Constraints make you clever

I just finished one model railroad layout design project and I’m in the middle of another that seem not to have a lot in common. The first was a reworking of a traditional style HO 5X9 layout into a slightly longer space. But the owner wanted to keep the “old-school” feel and features: a main oval, reversing loops and connections, no staging, etc., etc.

The other is an HO layout of a specific real-life railroad, locale, and era. The space is large, but irregular, with a number of doors, obstructions, and areas that must be kept clear. On-hand engines are finicky, so larger radii and turnouts are the order of the day.

The common link between these two projects for me? Constraints -- those sometimes-frustrating “givens” that one must deal with in coaxing a satisfying layout into a specific space. With the traditional design, it was a matter of managing radii, track-to-track spacing, and (especially) grades, all the while creating enough "breathing room" for some operating interest, scenic opportunities and some on-hand structure kits. An inch or two can mean a lot.

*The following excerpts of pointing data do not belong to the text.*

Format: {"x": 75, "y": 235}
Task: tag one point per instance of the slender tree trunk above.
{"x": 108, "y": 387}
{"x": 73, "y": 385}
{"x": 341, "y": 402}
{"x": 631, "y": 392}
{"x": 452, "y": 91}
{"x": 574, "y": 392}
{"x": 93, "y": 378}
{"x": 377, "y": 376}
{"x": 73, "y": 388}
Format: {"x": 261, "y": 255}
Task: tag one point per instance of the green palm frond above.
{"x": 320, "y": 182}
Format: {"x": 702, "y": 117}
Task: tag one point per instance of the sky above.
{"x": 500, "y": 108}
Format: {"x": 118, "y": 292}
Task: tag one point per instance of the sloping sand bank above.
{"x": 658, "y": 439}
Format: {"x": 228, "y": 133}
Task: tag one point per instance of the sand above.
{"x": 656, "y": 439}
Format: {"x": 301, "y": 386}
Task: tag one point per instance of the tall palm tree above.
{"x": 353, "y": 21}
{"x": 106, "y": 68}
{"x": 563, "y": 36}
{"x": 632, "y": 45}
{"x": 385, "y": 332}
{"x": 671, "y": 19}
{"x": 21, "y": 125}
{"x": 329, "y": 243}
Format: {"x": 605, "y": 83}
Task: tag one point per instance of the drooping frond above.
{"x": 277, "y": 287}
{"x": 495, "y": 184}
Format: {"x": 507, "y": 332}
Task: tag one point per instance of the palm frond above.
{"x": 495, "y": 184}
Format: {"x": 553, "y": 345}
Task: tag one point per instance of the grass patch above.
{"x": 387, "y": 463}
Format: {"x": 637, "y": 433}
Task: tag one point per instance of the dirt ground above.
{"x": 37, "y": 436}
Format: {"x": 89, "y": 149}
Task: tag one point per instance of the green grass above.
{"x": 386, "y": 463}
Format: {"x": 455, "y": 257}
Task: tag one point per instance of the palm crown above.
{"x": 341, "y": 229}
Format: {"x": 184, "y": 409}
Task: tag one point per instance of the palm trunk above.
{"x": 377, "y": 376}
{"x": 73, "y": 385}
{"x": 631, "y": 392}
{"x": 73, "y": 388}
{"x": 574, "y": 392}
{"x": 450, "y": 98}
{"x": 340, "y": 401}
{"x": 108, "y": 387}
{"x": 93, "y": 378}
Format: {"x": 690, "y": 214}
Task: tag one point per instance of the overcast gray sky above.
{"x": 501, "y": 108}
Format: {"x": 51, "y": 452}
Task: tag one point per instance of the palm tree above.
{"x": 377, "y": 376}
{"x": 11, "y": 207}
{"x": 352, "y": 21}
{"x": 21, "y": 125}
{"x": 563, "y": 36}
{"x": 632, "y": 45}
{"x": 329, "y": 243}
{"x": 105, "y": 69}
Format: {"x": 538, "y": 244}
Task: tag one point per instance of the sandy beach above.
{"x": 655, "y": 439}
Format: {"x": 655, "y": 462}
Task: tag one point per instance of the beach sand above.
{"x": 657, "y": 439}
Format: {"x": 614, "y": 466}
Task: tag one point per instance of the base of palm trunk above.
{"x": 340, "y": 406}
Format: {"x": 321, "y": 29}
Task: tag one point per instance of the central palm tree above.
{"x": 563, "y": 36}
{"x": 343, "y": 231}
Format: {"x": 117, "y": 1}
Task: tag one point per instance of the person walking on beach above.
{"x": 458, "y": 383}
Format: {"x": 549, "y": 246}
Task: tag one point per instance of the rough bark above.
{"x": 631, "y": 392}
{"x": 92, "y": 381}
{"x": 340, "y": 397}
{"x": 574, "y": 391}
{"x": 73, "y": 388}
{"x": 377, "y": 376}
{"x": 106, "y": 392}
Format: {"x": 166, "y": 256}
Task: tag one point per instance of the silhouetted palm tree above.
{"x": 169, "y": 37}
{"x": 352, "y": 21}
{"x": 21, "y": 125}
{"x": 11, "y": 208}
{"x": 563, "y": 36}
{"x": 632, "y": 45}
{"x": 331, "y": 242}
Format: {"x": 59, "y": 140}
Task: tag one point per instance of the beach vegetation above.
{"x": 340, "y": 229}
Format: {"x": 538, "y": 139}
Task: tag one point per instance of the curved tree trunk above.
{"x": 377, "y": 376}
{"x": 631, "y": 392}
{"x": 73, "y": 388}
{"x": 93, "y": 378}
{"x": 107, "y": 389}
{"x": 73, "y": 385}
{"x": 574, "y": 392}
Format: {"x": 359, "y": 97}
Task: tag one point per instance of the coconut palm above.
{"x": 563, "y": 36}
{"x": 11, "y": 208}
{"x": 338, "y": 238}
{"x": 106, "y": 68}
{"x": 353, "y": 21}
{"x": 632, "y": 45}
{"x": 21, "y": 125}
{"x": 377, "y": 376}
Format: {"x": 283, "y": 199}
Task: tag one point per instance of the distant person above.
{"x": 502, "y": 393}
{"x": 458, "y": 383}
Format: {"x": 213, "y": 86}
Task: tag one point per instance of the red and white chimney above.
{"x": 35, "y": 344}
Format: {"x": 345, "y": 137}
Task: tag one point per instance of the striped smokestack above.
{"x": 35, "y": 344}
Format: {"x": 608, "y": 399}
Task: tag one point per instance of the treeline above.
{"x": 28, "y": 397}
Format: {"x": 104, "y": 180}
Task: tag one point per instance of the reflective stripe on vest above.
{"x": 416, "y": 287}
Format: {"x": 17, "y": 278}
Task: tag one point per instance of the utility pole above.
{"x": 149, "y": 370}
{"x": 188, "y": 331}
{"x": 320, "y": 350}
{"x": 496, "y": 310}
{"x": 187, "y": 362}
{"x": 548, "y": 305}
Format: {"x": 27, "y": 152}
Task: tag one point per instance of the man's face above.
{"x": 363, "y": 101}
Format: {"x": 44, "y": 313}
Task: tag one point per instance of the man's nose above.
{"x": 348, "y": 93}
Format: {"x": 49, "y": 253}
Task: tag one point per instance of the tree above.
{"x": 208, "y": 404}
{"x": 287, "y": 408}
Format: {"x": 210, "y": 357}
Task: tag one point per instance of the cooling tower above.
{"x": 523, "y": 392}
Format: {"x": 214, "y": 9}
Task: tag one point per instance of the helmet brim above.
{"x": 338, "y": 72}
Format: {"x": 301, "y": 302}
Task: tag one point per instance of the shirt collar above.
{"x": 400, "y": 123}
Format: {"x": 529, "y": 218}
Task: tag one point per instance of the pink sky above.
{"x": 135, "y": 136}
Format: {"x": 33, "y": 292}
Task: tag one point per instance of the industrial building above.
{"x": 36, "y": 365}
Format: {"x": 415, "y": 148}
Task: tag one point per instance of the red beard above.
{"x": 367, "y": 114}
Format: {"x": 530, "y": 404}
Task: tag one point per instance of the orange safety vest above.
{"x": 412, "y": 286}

In the larger prototype-based layout, we’re trying to balance the desire for somewhat accurately depicting a number of scenes over nearly 200 miles of real-life railroad within the realities of finite space and the minimum radius demanded by the brass locomotives. The optimal location for a turnback loop squeezes aisles and adjoining benchwork uncomfortably. Here, too, an inch or two can mean a lot.

In turns out that I really enjoy working through these kinds of challenges. (Good thing, too, because they seem to crop up in every project.) It’s hard for me to relate to the interest some find in crafting pie-in-the-sky plans for oversized spaces they’ll never actually have. What’s the fun of layout design in a gymnasium? (Check that, if you happen to have a gymnasium, I’m available and happy to help.) To me, it’s exciting to finally come upon a great way to coil things into the space after trying a lot of alternatives and to suddenly see opportunities for locating specific scenes at an appropriate bend in the resulting benchwork footprint.

Working with constraints makes you clever, I think. Experts in brain morphology and function tell us that exercising our brains in different and challenging ways helps our brains stay younger. My layout design gray matter is getting a pretty good workout lately – gotta feel the burn.

I had the chance a few weeks ago to hear dobro master Jerry Douglas in concert. His music defies categorization to some degree, but springs from bluegrass roots (as evidenced by his long-standing collaboration with Alison Krauss and Union Station). His band was first class (but why do the lead guitar players always have it cranked up to 11, no matter the venue?) and Douglas has a very dry sense of humor that illuminated some of the playful spirit in his tunes. He is widely regarded as the best to ever play the instrument, and it was a joy to experience the virtuosity in real life. The new CD is titled Best Kept Secret and goes a bit more in a jazz direction than some of his earlier work. I’m slightly more partial to the more blues- and bluegrass-inflected albums, but it’s still a keeper!